5 Responses to 21.7.39.

  1. Pingback: 3rdBlog from the….. » Blog Archive » Vicarious Ephemera

  2. Max says:

    Assassination in Eastern Europe, a controversial Italian leader, trouble in Ethiopia, Trots infiltrating a political party, and the Daily Telegraph banging on about illegal immigration. So what’s new?

    Max

  3. cliff says:

    Max If you Really want a mirror of history check out the newspapers from the 1930’s!

    Its quite telling how similar things are to today.

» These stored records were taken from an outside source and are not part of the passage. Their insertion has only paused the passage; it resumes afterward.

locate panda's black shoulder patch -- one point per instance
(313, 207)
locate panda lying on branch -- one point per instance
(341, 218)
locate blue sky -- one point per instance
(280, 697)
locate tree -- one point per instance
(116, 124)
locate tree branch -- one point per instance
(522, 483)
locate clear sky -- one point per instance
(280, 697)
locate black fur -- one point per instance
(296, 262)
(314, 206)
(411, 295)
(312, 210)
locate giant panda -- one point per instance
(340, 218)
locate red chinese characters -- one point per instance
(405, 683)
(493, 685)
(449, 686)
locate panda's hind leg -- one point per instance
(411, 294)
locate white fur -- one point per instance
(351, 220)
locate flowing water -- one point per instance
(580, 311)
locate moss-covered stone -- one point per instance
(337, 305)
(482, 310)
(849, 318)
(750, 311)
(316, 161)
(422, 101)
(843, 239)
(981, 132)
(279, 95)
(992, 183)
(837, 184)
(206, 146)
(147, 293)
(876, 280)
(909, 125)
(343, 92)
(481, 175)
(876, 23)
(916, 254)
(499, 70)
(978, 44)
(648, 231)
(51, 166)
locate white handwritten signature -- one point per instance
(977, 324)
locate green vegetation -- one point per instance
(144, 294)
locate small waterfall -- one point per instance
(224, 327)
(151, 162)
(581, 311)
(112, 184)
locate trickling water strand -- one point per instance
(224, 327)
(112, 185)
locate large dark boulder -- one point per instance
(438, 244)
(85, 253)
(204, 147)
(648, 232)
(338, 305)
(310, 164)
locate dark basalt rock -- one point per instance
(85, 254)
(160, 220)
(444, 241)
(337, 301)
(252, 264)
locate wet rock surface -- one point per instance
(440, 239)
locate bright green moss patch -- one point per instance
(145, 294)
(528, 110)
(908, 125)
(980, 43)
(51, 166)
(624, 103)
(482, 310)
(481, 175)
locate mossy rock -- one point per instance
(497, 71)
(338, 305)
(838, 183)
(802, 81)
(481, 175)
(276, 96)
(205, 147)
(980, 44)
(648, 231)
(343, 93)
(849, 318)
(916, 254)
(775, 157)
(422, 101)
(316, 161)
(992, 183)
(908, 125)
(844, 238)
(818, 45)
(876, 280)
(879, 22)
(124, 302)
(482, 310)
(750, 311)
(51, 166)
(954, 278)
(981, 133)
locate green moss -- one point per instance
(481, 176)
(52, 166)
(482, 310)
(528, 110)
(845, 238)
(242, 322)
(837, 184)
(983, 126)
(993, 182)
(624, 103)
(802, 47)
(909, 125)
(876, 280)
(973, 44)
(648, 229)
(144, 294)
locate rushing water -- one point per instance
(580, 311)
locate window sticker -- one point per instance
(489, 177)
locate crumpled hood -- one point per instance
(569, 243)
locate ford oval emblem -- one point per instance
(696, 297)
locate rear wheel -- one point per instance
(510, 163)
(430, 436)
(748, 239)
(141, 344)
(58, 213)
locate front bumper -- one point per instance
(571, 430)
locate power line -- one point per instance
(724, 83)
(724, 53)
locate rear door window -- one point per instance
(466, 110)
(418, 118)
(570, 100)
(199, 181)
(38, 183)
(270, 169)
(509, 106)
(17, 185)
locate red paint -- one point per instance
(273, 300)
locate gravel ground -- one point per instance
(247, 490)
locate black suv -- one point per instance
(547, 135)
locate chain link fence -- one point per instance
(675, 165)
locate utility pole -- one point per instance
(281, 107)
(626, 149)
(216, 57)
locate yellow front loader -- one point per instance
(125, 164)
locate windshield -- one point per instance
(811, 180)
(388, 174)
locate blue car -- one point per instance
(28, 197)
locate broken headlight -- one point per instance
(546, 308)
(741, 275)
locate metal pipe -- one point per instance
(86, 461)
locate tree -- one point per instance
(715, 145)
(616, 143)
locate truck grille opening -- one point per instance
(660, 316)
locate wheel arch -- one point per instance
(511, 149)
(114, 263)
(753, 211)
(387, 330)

    http://newsfrom1930.blogspot.com/

    Stay short! =P

  4. david walsh says:

    Fascinating to see that a certain Mr Philby was contesting the Hythe by-election for a facist party ? I am sure i have heard that name somewhere before…. was it daddy ?

  5. Martin says:

    It looks as if it was:

    “Harry St. John Bridger Philby CIE (3 April 1885 – 30 September 1960), also known as Jack Philby or Sheikh Abdullah (الشيخ عبدالله), his Arabic name, was an Arabist, explorer, writer, and British colonial office intelligence officer. He was born at St. John’s, Badulla, Ceylon (now called Sri Lanka), and educated at Westminster School and Trinity College, Cambridge, where he studied oriental languages under E.G. Browne, and was a friend and classmate of Jawaharlal Nehru, later prime Minister of India. Philby’s son Kim Philby became famous for being a British intelligence agent who was a double agent for the Soviet Union.”

    “Meanwhile Philby ran for election to the House of Commons for the British People’s Party declaring, “no cause whatever is worth the spilling of human blood” and “protection of the small man against big business”. He lost and soon thereafter the war began. Because of his activities, when he travelled to Bombay he was arrested on 3 August 1940 under Defence Regulation 18B and taken to England.
    Friends such as John Maynard Keynes intervened, and after seven months he was released; it is not known precisely who arranged this. Shortly thereafter Jack Philby recommended his son Kim to Valentine “Vee Vee” Vivian, MI6 deputy chief, who recruited him into the British secret service.”